P. Le rôle des médias
Les médias peuvent jouer un rôle actif dans la prévention du suicide. La crise suicidaire est une succession d’équilibres métastables marquée par la
désorganisation psychique. A un moment donné, le nombre de personnes en difficulté est élevé et chacune peut être influencée favorablement ou défavorablement par les messages qu’elle reçoit.

Il a été démontré que la façon de rapporter un suicide pouvait influencer le nombre de suicides et de tentatives de suicides. L’influence négative est décrite comme « l’effet Werther » en fonction des facteurs suivants :
- suicide d’une personne célèbre ;
- suicide d’une personne jeune ;
- présenter le suicide comme une solution ;
- dire que le suicide est normal ;
- dire que cela peut arriver à tout le monde ;
- dire que la personne avait tout pour être heureuse ;
- dire que la personne a été courageuse ;
- parler du moyen de suicide ;
- dire qu’elle n’a pas souffert ;
- utiliser la première page des journaux ;
- glorifier la personne ou en faire un martyr, pouvant faire croire que la société rend honneur au comportement suicidaire :

Les médias peuvent jouer un rôle en positif en :
- ne donnant pas détails précis sur la méthode utilisée ;
- en publiant dans les pages intérieures ;
- en informant sur les services d’aide et d’assistance en cas de détresse
psychologique ;
- en mettant l’accent sur les facteurs de risque et les signes d’alerte ;
- en faisant savoir que la dépression non traitée est la première cause de
suicide ;
- en prenant en considération l’impact du suicide sur la famille et leur deuil
- en communiquant les coordonnées des groupes de soutien pour les endeuillés par suicide.

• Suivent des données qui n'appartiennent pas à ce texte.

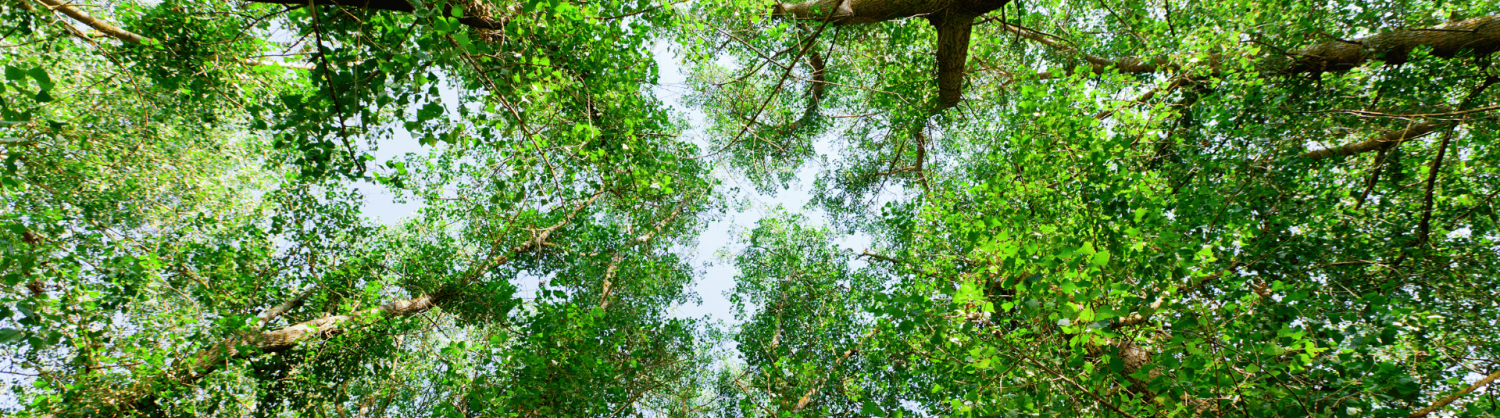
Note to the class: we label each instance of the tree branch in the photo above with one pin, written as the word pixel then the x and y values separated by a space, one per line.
pixel 1452 397
pixel 1379 143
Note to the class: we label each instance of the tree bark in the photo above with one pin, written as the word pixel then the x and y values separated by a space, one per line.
pixel 1481 36
pixel 84 18
pixel 476 14
pixel 1478 35
pixel 1379 143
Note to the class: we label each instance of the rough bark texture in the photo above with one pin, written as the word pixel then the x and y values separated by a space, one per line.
pixel 1379 143
pixel 1478 35
pixel 1443 402
pixel 953 56
pixel 84 18
pixel 476 14
pixel 377 5
pixel 1481 36
pixel 951 18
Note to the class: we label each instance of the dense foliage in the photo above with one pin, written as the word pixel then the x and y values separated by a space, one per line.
pixel 1076 209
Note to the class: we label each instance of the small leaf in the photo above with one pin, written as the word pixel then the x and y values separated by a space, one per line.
pixel 11 336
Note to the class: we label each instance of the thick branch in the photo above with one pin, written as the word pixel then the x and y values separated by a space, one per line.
pixel 1479 35
pixel 134 38
pixel 474 12
pixel 1452 397
pixel 1379 143
pixel 84 18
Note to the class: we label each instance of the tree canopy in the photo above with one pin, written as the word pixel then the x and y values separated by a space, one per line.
pixel 1074 209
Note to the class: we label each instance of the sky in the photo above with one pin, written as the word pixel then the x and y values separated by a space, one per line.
pixel 716 274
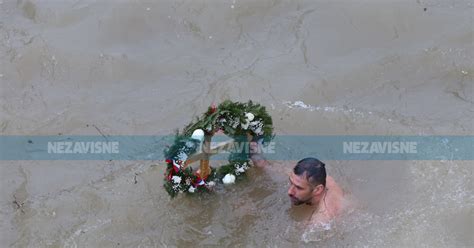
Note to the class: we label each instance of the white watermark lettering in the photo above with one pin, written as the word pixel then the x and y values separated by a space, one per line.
pixel 385 147
pixel 68 147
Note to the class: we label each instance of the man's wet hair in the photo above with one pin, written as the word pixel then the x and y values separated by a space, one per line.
pixel 313 169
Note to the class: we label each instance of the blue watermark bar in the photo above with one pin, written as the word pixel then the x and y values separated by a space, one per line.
pixel 282 147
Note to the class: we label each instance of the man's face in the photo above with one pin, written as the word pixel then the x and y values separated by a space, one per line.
pixel 300 191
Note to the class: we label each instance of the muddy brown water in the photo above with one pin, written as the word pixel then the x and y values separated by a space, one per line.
pixel 321 68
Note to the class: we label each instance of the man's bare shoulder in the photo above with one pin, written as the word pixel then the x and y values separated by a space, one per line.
pixel 334 198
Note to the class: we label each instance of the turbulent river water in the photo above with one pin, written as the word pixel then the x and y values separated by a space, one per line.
pixel 80 67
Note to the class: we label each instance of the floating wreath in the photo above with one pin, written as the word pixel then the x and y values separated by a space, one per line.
pixel 240 121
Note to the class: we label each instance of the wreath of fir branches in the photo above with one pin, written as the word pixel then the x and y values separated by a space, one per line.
pixel 236 120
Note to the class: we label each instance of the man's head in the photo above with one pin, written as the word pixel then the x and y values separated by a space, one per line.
pixel 307 182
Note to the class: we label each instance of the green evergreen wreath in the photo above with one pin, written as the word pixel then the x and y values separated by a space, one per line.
pixel 236 120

Q. Améliorer l’analyse des décès par suicides au niveau des établissements et de la Commission centrale de suivi des actes
suicidaires en milieu carcéral

Actuellement l’Administration pénitentiaires tente de porter un regard courageux sur l’ensemble des décès par suicide avec la Commission centrale de suivi des actes suicidaires. Le ministère de la Santé doit se joindre activement à cette analyse pour apporter un éclairage sur l’adéquation des soins avec les troubles psychiques de la personne. Cette action est essentielle pour comprendre ce qui a pu se passer et entrevoir les pistes d’amélioration.

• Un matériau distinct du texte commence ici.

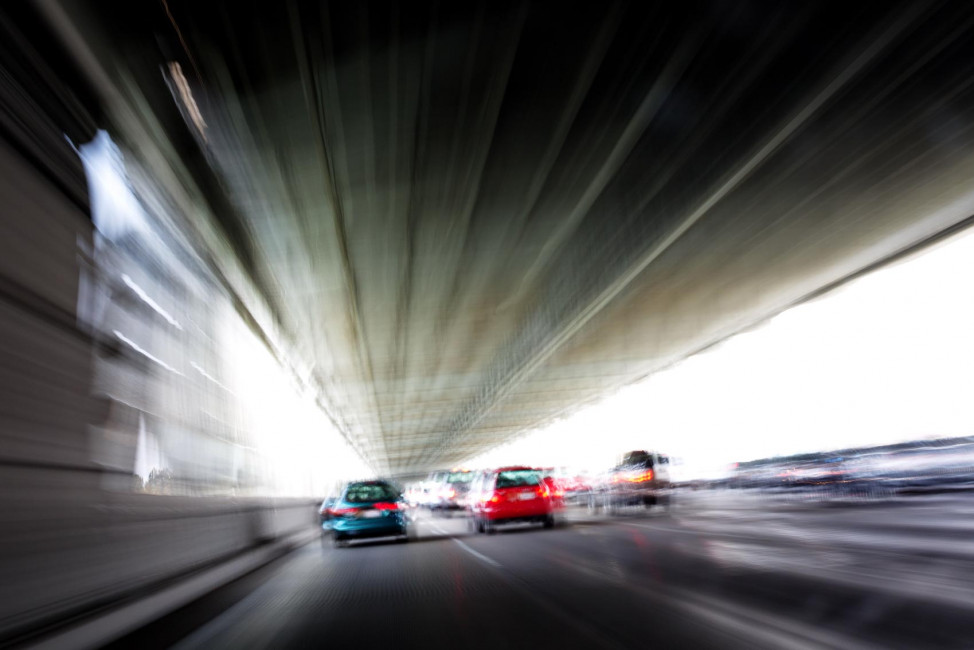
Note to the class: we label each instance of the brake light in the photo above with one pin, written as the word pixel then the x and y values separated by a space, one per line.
pixel 642 477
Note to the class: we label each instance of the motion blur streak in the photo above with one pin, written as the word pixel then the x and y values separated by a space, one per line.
pixel 279 282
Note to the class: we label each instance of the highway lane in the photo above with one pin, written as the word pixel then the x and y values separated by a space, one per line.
pixel 721 570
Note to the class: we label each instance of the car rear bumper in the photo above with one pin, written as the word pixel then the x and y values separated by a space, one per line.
pixel 379 527
pixel 537 510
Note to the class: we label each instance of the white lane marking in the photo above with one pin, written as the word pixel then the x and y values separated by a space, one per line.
pixel 477 554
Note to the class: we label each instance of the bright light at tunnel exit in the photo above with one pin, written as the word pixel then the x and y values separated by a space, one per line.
pixel 886 358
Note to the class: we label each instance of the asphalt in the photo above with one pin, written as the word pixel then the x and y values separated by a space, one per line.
pixel 726 570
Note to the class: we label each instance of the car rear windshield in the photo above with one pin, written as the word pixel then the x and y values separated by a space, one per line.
pixel 517 478
pixel 640 458
pixel 370 492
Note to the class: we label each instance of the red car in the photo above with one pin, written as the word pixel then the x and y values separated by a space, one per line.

Un classement des décès par suicide selon leur caractère plus ou moins évitable est à utiliser :
1. Suicide totalement imprévisible.
2. Suicide pour lequel il n’existait aucun moyen raisonnable connu pour contrer les facteurs de risque.
3. Suicide qui aurait pu être prévenu avec un accroissement des mesures déjà entreprises
4. Suicide potentiellement évitable si des mesures avaient été prises compte tenu du risque.
5. Le suicide aurait facilement été prévenu.

Cette analyse est la seule capable de démontrer que les variations du suicide sont attribuables aux efforts conduits.
Si la France se dotait d’une institution analogue à celle des coroners, la question se poserait différemment pour les administrations sanitaire et pénitentiaire. Elles disposeraient d’une enquête conduite par un enquêteur (officier public au Québec) extérieur, rôdé à l’exploration de la causalité dans tous les milieux. Ce système qui est utilisé pour l’ensemble des décès accidentels, intentionnels et inattendus qui surviennent dans un pays est essentiel pour améliorer la prévention.